Royaume-Uni

La date du Brexit entre les mains des députés

Faute d’accord d’ici à mi-mars, le parlement britannique votera pour repousser la date de sortie de l’UE à fin juin au plus tard

Theresa May a finalement cédé. Après un Conseil des ministres houleux mardi matin, plusieurs de ses collègues menaçant de démissionner, la première ministre britannique a annoncé qu’elle soumettrait au vote parlementaire un report de la date butoir du Brexit. La sortie de l’Union européenne, prévue le 29 mars, pourrait être repoussée pour une durée «courte, pas au-delà de fin juin».

Theresa May propose de procéder en trois étapes. D’abord, d’ici au 12 mars au plus tard, elle soumettra de nouveau son projet d’accord sur le Brexit à la Chambre des communes. Si cette version est acceptée, une période de transition s’ouvrira jusqu’à fin 2020. Si le projet est de nouveau rejeté, ce qui est le plus probable, la première ministre proposera un vote pour une sortie de l’UE sans accord, le scénario le plus brutal.

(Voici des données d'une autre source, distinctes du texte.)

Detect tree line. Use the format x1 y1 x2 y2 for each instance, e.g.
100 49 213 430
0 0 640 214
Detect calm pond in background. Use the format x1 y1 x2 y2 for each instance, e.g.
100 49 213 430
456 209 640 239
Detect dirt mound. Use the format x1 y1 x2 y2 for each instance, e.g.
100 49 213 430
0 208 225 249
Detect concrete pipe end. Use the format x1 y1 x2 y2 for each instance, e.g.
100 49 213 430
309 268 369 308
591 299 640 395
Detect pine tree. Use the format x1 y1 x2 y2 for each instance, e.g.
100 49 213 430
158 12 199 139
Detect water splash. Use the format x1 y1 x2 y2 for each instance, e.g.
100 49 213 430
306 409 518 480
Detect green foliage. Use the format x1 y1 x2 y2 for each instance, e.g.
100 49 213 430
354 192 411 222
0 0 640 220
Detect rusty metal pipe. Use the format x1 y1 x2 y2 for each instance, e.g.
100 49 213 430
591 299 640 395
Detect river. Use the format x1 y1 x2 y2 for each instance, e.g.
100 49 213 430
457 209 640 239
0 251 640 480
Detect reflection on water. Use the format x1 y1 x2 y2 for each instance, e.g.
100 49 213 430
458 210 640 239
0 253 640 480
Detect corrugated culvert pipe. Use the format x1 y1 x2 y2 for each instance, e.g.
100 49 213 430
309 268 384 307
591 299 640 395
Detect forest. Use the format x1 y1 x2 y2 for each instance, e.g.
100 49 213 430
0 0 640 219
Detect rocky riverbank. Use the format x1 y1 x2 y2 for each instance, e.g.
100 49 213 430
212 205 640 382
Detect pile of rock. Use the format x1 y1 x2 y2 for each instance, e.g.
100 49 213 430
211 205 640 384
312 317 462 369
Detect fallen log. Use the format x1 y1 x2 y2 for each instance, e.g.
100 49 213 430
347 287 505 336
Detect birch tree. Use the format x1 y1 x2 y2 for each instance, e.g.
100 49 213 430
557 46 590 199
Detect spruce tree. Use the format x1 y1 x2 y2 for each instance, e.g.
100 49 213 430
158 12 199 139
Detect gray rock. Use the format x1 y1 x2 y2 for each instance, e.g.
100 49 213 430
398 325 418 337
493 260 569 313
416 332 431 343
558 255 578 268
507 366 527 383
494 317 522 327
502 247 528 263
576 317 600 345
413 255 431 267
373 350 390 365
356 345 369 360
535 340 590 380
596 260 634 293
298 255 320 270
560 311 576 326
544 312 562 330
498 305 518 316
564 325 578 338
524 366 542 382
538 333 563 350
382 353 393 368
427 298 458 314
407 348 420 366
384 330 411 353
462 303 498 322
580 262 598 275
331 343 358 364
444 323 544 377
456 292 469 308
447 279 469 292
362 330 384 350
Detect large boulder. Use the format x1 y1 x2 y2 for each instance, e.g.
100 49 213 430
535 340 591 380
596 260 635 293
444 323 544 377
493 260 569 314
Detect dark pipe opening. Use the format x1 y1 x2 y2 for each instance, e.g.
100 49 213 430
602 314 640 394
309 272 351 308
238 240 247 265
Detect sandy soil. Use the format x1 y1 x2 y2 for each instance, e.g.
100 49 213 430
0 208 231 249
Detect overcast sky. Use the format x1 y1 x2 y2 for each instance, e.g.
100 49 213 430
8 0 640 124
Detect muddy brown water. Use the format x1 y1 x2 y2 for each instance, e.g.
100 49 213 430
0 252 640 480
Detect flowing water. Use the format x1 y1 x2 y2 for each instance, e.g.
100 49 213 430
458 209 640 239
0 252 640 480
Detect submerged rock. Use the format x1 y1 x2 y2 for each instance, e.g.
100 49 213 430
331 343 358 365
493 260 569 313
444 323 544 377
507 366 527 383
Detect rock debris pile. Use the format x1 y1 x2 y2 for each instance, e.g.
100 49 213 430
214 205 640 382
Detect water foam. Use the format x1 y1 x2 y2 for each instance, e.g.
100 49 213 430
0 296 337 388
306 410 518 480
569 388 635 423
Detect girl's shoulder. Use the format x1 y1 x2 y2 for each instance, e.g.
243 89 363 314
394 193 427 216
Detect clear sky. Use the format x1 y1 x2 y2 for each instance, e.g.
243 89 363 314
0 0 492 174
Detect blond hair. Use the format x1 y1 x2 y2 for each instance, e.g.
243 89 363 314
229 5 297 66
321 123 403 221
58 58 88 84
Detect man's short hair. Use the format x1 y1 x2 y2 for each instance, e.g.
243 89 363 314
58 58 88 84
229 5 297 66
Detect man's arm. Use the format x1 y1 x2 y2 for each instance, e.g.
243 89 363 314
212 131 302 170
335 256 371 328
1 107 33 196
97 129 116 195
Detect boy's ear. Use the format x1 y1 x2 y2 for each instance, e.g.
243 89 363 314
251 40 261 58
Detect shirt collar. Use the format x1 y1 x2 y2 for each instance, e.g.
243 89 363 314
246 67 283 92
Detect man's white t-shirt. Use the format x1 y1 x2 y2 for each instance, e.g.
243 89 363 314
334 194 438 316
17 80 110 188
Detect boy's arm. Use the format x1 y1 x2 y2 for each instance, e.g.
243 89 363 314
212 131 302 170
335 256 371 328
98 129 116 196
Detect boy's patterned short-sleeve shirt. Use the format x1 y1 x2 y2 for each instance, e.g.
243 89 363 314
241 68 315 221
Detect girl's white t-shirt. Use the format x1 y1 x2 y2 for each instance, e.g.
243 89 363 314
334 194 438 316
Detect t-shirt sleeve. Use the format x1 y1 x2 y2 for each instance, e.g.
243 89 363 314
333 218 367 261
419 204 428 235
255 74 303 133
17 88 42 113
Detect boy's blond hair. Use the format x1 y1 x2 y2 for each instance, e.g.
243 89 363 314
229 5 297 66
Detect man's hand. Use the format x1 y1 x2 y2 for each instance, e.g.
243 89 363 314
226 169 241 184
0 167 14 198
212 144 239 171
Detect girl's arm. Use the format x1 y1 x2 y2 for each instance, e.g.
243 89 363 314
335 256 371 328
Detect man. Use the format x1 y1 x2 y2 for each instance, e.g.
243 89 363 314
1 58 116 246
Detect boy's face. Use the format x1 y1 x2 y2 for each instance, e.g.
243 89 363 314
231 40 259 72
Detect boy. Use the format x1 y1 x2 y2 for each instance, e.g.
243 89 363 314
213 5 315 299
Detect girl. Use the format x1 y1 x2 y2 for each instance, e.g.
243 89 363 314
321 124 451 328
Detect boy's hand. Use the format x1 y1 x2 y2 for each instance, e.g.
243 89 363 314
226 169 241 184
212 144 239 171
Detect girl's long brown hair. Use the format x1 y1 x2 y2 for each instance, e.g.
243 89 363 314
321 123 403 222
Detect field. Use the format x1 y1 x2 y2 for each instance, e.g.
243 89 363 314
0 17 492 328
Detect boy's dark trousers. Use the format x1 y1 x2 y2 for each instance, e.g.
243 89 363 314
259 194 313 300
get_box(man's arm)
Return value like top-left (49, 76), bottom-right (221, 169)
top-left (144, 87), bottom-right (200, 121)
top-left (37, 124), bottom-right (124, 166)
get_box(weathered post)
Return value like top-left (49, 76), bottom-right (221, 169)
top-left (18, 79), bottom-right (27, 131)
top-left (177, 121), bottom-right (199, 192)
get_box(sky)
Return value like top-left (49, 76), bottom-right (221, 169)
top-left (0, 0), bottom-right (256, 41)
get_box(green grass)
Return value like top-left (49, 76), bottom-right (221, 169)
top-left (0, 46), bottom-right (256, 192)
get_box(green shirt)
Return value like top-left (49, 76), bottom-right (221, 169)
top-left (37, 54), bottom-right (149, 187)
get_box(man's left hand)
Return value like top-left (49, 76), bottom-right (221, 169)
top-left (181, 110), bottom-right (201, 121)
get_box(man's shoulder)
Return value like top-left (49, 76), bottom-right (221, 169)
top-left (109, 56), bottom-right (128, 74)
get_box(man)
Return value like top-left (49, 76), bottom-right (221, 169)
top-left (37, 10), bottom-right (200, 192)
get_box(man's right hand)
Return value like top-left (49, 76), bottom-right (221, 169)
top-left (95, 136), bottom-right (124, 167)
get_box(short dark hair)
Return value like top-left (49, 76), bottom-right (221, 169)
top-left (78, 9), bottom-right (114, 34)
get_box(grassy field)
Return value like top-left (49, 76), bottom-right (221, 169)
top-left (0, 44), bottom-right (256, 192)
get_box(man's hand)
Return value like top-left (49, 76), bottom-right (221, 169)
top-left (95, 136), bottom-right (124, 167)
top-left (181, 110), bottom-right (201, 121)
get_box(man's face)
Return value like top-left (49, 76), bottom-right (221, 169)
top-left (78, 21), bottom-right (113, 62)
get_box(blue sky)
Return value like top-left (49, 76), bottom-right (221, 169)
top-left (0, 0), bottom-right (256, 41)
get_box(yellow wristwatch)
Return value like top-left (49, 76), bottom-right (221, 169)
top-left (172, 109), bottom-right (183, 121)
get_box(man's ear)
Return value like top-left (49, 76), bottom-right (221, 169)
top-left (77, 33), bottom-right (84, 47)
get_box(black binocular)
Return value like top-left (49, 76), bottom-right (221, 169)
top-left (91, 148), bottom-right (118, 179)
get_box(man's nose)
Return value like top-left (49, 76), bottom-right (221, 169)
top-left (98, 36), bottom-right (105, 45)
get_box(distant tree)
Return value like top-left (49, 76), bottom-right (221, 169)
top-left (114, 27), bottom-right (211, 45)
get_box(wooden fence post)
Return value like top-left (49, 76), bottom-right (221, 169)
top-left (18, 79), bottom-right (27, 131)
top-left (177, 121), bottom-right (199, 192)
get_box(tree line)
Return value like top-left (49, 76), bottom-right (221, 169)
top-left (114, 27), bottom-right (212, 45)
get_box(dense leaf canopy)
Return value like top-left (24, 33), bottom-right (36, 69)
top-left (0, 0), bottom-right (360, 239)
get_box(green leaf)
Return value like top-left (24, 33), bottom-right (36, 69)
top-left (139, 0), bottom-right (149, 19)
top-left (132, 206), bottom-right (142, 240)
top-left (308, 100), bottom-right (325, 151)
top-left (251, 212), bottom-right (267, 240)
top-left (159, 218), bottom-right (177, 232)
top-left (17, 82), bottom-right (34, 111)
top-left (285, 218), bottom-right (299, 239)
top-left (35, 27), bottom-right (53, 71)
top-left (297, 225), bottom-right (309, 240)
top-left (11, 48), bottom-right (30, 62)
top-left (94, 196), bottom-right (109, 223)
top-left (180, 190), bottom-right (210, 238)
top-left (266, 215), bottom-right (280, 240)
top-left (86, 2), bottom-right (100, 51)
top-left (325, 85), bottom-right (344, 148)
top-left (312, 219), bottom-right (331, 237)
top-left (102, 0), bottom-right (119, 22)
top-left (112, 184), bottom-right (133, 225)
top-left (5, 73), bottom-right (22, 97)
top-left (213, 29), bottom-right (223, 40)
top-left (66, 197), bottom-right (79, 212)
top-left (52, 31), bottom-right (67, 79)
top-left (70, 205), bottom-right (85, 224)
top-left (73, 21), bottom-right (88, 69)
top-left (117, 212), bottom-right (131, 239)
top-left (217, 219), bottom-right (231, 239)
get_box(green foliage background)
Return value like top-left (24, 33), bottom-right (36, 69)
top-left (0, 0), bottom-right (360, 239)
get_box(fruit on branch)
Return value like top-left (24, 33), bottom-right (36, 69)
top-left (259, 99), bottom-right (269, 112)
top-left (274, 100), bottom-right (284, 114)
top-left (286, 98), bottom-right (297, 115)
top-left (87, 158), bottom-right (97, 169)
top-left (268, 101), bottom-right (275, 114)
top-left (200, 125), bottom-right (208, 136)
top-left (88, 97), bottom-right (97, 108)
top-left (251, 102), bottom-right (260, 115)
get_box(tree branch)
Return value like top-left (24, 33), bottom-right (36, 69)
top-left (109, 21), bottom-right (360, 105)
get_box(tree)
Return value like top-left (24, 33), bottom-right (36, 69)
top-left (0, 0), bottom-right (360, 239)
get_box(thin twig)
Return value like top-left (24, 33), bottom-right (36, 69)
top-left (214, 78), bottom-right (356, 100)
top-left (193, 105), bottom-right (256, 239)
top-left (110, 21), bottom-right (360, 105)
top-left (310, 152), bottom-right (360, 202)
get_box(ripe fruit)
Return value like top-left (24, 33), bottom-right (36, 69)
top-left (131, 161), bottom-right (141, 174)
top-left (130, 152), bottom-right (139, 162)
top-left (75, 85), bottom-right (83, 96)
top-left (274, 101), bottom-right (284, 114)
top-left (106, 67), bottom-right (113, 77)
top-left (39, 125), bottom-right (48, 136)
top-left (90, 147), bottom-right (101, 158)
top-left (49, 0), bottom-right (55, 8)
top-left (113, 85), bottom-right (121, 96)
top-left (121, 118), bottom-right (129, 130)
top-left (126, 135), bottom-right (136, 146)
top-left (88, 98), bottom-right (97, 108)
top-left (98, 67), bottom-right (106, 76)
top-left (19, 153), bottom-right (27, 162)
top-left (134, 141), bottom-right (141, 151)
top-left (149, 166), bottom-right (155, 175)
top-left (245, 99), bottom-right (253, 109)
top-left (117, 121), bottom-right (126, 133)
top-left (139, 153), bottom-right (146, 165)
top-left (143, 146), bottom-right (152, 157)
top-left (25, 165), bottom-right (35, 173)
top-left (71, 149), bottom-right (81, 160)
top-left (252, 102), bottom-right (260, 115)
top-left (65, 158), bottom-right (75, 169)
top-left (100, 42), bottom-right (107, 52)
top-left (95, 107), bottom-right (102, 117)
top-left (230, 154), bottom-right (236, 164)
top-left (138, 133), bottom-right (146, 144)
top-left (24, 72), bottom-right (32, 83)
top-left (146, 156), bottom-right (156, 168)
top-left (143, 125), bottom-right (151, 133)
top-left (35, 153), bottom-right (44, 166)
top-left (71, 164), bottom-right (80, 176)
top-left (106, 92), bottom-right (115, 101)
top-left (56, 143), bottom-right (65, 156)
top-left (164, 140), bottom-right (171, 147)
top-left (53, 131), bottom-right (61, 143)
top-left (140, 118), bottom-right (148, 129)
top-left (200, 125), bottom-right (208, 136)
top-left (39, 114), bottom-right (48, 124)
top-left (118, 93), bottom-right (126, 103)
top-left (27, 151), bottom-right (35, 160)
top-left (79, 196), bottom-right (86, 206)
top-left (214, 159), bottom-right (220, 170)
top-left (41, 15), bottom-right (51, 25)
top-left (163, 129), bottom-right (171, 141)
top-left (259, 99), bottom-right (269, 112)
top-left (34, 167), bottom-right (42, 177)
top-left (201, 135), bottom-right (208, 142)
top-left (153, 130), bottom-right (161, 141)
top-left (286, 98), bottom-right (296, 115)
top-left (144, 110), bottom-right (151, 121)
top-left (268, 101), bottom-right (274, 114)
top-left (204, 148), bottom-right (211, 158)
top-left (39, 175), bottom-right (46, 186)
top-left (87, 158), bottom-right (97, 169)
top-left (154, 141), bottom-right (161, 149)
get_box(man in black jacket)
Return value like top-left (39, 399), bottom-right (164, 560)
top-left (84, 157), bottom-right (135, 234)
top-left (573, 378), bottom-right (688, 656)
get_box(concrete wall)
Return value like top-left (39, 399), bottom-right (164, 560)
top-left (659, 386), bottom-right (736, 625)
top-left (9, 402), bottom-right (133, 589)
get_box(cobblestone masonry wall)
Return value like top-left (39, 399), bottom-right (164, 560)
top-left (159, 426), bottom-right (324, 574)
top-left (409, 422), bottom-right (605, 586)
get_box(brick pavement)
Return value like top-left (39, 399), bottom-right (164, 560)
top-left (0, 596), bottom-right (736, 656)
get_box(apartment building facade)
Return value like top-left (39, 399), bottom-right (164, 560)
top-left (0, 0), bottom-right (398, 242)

Extension de la date limite

«Le Royaume-Uni ne sortira sans accord le 29 mars que s’il y a le consentement explicite de la Chambre des communes», relève Theresa May. Une façon de rejeter la responsabilité d’un tel accident de la route sur les membres du parlement. Ceux-ci devraient de toute façon rejeter une telle idée à une très large majorité. Dans ce cas-là, le 14 mars, ils vont pouvoir voter sur une extension de la date limite du Brexit. Et, faute de solution alternative, il est probable qu’ils choisissent cette option.

Il faudra alors que les Vingt-Sept acceptent à l’unanimité de repousser la date. Ils ont déjà indiqué que si l’extension était de courte durée, cela ne devrait pas poser de problème majeur. Un sommet européen, qui se déroule les 21 et 22 mars, pourrait être l’occasion d’entériner la décision.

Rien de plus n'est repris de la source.